Animals can contract worms at any age, so routine worming is recommended well beyond the puppy or kitten days. Take a look at some of the most common types of worm infestations experienced by dogs and cats and their potential health implications:

  • Roundworms – This is the most common worm found in dogs and cats, especially as babies. They can cause vomiting, diarrhea, weight loss and that extended stomach that you may think is so cute on a puppy. Coughing is common when the worms make their way to the lungs. They roam throughout the intestines and can grow up to six inches long. When left untreated, they cause severe illness and possibly death.
  • Tapeworms – Flat worms that separate into small pieces, which often resemble pieces of rice. The worms attach to the intestines and are often noticed around a pet’s anus. While dogs may scoot on the ground or rub their backside on furniture due to irritation from these worms, many infestations present no obvious symptoms. In cats, tapeworms often cause vomiting and weight loss.
  • Lungworms – These worms breed and live in the lungs and can cause respiratory problems. This isn’t the most common type of worms for dogs today, but it’s something to be aware of if your dogs spend a lot of time outdoors.
  • Heartworms – Heartworm infestations are considered a serious disease and may cause damage to the heart and lungs when left untreated. This is the most common type of worming that adult dogs receive today, and preventative treatment may protect your dog from some other types of worms as well.
  • Hookworms – These worms are more common in dogs but can infest cats as well.
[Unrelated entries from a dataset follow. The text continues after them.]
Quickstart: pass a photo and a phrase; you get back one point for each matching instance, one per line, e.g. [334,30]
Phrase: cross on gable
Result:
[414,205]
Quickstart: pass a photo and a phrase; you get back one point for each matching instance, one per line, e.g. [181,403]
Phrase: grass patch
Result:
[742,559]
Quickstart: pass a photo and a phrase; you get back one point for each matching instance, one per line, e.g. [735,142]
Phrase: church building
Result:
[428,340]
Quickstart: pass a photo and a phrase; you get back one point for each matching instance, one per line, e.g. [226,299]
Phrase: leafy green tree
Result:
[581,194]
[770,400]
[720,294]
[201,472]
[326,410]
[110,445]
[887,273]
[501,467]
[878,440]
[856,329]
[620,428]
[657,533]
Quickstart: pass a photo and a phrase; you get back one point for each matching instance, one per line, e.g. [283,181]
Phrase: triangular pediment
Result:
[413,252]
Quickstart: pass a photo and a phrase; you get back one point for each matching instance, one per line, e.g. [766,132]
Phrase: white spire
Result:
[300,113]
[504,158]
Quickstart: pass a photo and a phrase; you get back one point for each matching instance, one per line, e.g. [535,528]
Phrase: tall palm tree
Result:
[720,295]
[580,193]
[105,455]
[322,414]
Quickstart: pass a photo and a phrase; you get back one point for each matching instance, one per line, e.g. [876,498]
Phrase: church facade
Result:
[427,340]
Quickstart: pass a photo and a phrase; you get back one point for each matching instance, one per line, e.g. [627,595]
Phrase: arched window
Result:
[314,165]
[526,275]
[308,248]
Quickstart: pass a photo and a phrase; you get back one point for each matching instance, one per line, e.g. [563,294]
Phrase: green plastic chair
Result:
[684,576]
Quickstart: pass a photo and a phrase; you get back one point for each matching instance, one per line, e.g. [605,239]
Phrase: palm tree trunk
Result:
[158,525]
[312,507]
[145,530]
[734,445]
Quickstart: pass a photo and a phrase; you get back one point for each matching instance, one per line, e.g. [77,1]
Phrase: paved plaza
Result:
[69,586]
They feed on an animal’s blood and are known to cause severe anemia. When left untreated, hookworms can cause the death of your pet.
  • Whipworms – Whipworms will eventually cause diarrhea, but that may not occur until your dog is already seriously infested. This is one of the more serious infestations that may lead to death.

You can probably see some of the most important reasons to worm your pets just by reading those descriptions. Worms feed off of your pet’s blood, intestines or other body parts. They steal nutrients from your pet’s food, leaving your dog or cat anemic and malnourished. They can get into the lungs and cause coughing and breathing problems. They may even infest the heart and cause serious disease that may eventually take your pet’s life.
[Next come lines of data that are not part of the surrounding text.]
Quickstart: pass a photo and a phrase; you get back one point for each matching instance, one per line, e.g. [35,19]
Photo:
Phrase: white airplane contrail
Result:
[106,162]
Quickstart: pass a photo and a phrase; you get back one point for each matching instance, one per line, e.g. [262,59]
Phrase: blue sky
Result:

Can Your Pet Give You Worms?

While worms don’t always behave the same inside a human’s body, it is possible to contract worms from your dog or cat. In most cases, you must ingest the worms or larvae for this to happen, so children who play in the dirt outside or put objects from the ground in their mouths are more at risk. In some cases, an infestation can lead to serious illness and even blindness. Treatment in humans isn’t always as simple as it is in dogs and cats, so it’s always easier to keep your pets wormed than to worm yourself.

Products I Recommend:

For my pets, I use a product called Paratrex from Global Healing Center as well as Natures Sunshine's PAU D'ARCO LIQUID.  these are excellent to keep pets healthy and worm-free! 
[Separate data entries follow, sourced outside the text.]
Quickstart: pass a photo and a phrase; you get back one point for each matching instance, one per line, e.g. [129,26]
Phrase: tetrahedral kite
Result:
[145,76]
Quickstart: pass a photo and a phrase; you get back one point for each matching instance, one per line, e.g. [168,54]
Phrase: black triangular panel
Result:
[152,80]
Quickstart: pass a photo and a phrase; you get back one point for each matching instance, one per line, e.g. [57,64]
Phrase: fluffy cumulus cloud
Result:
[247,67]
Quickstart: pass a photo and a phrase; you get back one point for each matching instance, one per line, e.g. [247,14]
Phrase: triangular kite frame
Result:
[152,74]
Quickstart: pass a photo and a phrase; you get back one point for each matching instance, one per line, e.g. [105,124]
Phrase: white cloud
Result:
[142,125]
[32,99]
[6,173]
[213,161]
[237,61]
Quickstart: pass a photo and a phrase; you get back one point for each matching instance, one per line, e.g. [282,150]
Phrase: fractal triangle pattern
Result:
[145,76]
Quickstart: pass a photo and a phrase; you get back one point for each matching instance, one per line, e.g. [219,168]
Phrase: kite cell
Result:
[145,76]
How Often Should Your Worm Your Pet?

This is something to discuss with your vet because your pet may have special medical concerns or heightened risks due to their living environment, daily habits, age, and other factors. In general, puppies and kittens are often wormed every two weeks for the first three months of life and then once a month until they are six months old. Treatment for heartworms should continue on a routine basis just as you likely treat your pets to prevent fleas and ticks.